LWN.net Logo

Advertisement

Advanced thin client solution for Linux, based on Open Source. Mix Windows and Linux, 10 licenses for free!

Advertise here

FOSDEM 2009

A quick look at Conglomerate 0.70

The DocBook format is often promoted as the format of choice for free (and non-free) documentation. DocBook, as an SGML and XML standard, is compliant with as many buzzwords as anybody could wish for. The standard is well developed and highly expressive. And DocBook, of course, is all about structure. More, perhaps, than any other markup language, DocBook forces the author to concentrate on the structure of the language without thinking about how a document will be rendered in any particular medium.

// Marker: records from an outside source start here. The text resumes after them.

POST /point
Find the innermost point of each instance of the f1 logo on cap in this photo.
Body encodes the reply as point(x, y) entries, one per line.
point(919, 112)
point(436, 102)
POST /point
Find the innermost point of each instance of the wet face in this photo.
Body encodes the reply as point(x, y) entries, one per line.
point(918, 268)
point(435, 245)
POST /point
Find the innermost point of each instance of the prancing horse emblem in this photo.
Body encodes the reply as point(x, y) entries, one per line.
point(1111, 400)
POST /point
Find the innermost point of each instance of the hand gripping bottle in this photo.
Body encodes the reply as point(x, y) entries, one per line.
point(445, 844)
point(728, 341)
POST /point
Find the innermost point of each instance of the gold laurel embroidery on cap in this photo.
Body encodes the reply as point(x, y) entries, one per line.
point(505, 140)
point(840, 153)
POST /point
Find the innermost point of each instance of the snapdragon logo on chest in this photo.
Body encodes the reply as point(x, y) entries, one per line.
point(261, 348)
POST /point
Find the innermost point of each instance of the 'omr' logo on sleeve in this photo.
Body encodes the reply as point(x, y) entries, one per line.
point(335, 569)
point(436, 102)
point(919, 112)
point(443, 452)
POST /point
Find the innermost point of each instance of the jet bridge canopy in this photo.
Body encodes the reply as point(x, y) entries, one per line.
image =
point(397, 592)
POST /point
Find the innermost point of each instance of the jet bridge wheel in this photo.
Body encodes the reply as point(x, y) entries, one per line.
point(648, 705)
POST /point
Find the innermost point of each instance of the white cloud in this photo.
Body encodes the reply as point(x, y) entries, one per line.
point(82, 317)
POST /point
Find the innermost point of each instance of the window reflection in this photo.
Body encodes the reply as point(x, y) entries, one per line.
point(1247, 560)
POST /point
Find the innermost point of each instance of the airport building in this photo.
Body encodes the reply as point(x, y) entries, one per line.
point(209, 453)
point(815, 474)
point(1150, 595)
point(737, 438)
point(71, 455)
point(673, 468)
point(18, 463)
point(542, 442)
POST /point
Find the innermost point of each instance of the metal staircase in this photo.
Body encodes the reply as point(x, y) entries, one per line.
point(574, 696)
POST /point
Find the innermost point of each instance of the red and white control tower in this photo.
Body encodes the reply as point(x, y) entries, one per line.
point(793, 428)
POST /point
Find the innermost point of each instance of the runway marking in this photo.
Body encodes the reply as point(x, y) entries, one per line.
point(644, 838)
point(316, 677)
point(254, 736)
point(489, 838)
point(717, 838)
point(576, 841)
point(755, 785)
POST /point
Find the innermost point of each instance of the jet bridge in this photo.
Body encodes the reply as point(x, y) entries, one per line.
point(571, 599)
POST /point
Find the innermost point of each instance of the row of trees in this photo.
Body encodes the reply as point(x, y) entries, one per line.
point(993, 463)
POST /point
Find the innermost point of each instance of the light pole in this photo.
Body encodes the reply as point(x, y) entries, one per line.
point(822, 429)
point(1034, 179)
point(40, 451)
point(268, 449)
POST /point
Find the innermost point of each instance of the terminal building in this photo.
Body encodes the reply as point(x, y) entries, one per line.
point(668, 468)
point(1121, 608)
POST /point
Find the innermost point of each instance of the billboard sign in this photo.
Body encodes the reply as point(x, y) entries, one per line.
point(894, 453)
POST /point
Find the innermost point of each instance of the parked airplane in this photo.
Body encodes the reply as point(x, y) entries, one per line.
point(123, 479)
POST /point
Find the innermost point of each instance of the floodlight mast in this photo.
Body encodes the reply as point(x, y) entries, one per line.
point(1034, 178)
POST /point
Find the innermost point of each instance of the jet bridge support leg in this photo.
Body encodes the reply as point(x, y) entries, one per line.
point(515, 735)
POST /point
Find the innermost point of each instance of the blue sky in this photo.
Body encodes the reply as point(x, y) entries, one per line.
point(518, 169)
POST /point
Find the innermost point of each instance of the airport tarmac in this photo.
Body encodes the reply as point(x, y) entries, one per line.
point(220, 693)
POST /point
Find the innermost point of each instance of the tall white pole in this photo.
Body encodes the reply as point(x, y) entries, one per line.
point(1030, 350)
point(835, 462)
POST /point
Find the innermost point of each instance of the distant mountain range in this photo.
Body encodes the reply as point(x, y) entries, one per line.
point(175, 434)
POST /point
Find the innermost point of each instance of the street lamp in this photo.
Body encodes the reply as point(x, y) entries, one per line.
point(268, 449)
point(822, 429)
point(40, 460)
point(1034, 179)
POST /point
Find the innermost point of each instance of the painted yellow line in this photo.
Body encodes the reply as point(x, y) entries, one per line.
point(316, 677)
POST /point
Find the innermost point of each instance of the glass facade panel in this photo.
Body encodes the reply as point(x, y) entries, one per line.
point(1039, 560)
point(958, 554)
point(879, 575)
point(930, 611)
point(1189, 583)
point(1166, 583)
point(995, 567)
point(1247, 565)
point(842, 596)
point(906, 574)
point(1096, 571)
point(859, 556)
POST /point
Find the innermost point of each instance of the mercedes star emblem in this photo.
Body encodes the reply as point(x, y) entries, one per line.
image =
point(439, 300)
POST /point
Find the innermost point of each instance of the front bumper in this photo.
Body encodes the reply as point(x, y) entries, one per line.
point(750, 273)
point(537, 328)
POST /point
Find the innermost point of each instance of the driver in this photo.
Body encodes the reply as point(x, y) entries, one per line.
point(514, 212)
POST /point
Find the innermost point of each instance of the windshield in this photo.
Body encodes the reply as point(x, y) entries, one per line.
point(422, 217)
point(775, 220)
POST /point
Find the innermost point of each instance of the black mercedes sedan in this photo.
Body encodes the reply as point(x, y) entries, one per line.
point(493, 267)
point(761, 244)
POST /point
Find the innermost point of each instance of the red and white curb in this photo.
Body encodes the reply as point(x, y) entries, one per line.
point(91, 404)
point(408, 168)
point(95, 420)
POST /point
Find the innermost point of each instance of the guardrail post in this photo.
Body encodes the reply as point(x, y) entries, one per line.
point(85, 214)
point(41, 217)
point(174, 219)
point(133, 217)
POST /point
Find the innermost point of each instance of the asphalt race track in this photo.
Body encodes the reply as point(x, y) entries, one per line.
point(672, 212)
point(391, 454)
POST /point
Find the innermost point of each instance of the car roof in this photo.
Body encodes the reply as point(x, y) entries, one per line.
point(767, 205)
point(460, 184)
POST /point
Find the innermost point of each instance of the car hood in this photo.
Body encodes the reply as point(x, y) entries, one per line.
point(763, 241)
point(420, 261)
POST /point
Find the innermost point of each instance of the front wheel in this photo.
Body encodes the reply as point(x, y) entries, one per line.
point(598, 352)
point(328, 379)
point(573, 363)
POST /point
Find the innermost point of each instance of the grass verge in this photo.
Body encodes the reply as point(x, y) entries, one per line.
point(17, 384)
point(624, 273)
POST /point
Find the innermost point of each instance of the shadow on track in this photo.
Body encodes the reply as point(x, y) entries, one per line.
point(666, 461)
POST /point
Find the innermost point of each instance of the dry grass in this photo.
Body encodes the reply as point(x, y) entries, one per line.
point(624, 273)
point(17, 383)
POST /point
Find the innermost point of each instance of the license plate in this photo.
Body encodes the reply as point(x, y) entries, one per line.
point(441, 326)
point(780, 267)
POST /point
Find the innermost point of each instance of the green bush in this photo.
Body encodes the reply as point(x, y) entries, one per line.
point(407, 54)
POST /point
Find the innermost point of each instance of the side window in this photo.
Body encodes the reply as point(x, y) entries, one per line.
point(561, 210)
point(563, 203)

Anybody who has had to create a serious work in full frontal DocBook knows the rest of the story, however. DocBook is complex and verbose. Like PostScript, DocBook requires that the author maintain a deep stack in mind to track the current state of the document. And, like PostScript, DocBook is best used as the output of a higher-level tool, rather than created directly by the author.

Unfortunately, given the current state of the tools available, manipulating DocBook directly with a text editor is often the only option available. So your editor, who is currently in the process of updating a substantial book which is, of course, in DocBook format, was more than usually interested in the recent announcement that Conglomerate 0.70 had been released. As stated in the announcement:

Congomerate is a free, user-friendly XML editor. It is particularly aimed at DocBook editing, but should be able to handle arbitrary XML document types.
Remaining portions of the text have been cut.